Deploy models from SageMaker JumpStart using SageMaker Studio UI
Amazon SageMaker JumpStart provides pretrained, open-source models for a wide range of problem types to help you get started with machine learning. You can incrementally train and tune these models before deployment. JumpStart also provides solution templates that set up infrastructure for common use cases, and executable example notebooks for machine learning with SageMaker AI.
You can deploy, fine-tune, and evaluate pretrained models from popular models hubs through the JumpStart landing page
With the HyperPod Inference Operator, you can deploy over 400 open-weights foundation models from SageMaker JumpStart on HyperPod with just a click, including the latest state-of-the-art models like DeepSeek-R1, Mistral, and Llama4. SageMaker JumpStart models will be deployed on HyperPod clusters orchestrated by EKS and will be made available as SageMaker endpoints or Application Load Balancers (ALB).
SageMaker Studio allows you to deploy models from SageMaker JumpStart on HyperPod clusters interactively via the UI.
From the SageMaker Studio UI, you can select JumpStart to open up the model selection.
Once a model is selected, click the 'Deploy' button to bring up the deployment options. In this case, we've selected Mistral Instruct v3.
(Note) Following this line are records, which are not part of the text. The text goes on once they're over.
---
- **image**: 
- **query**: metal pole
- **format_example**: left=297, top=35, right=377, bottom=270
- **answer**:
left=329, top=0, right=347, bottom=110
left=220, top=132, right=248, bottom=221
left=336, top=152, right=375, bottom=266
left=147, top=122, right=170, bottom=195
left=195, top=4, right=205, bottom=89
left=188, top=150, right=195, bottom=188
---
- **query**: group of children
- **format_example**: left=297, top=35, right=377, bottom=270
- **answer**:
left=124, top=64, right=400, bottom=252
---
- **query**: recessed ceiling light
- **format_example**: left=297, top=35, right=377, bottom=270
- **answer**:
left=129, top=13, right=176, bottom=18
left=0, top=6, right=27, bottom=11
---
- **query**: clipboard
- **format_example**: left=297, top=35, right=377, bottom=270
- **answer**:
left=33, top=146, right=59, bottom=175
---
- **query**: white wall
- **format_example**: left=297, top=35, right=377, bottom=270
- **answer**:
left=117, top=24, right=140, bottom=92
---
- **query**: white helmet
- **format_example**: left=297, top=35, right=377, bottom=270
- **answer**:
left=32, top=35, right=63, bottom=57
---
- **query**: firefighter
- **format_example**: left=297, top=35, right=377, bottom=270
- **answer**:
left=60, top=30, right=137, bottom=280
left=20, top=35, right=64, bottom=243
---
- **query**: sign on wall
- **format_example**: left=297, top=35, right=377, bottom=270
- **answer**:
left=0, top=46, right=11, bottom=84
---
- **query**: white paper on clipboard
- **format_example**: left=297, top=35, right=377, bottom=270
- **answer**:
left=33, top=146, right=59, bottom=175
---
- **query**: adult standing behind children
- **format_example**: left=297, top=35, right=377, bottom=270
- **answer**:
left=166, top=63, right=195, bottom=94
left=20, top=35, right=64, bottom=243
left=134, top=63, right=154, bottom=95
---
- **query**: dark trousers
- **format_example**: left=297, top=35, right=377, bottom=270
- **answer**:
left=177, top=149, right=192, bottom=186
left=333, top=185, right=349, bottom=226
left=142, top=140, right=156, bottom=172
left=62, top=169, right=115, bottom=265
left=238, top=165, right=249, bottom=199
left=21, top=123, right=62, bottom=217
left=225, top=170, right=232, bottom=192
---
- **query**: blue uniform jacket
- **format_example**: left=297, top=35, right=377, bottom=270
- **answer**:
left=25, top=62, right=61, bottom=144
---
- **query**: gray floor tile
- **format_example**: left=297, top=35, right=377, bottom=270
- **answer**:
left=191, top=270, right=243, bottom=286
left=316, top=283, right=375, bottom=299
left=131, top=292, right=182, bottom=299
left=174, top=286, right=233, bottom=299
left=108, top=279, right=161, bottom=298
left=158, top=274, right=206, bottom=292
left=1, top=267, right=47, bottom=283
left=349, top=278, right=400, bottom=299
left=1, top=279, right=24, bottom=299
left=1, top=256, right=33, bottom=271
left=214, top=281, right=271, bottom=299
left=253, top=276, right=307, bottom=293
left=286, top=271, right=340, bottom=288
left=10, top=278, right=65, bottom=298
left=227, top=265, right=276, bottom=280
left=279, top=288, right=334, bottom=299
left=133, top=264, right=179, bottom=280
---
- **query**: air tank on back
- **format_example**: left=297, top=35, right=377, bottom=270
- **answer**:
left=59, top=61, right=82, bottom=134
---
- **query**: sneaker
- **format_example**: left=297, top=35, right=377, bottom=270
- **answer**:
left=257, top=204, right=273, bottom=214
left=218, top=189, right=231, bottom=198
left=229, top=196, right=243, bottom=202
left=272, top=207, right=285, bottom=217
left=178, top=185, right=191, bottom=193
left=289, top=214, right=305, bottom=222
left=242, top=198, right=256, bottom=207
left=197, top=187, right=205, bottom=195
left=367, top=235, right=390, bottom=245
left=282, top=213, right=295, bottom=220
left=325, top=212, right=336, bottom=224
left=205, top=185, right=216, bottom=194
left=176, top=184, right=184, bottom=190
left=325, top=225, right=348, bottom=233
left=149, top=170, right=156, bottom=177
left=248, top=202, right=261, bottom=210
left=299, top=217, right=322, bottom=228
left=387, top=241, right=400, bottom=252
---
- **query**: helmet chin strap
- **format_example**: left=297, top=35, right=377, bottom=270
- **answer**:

From here, you can configure your deployment configuration for HyperPod, including the name, instance type, hyperpod cluster, namespace and scaling.
- HyperPod cluster:
Name of your cluster
- Instance type: example/
ml.g5.8xlarge
- Namespace: example/
default
- Priority class: example/
inference-priority
- This is created from the task governance cluster scheduler config - Autoscaling: This can be toggled to
Enabled
, allowing pod-level autoscaling
Please press Deploy
.
One can see the deployment pod initializing:
kubectl get pods -n hyperpod-ns-team-a
NAME READY STATUS RESTARTS AGE
hyperpod-deployment-1X5X021XXXXX-7b7bxxxxxx-2XXX 0/3 PodInitializing 0
If you go back to SageMaker Studio and on the left-hand side, select Deployments
and select Endpoints
. You can see the SageMaker endpoint to host your model being created.
Once the deployment status is In service, you can test the deployment from the SageMaker Studio UI with JSON data.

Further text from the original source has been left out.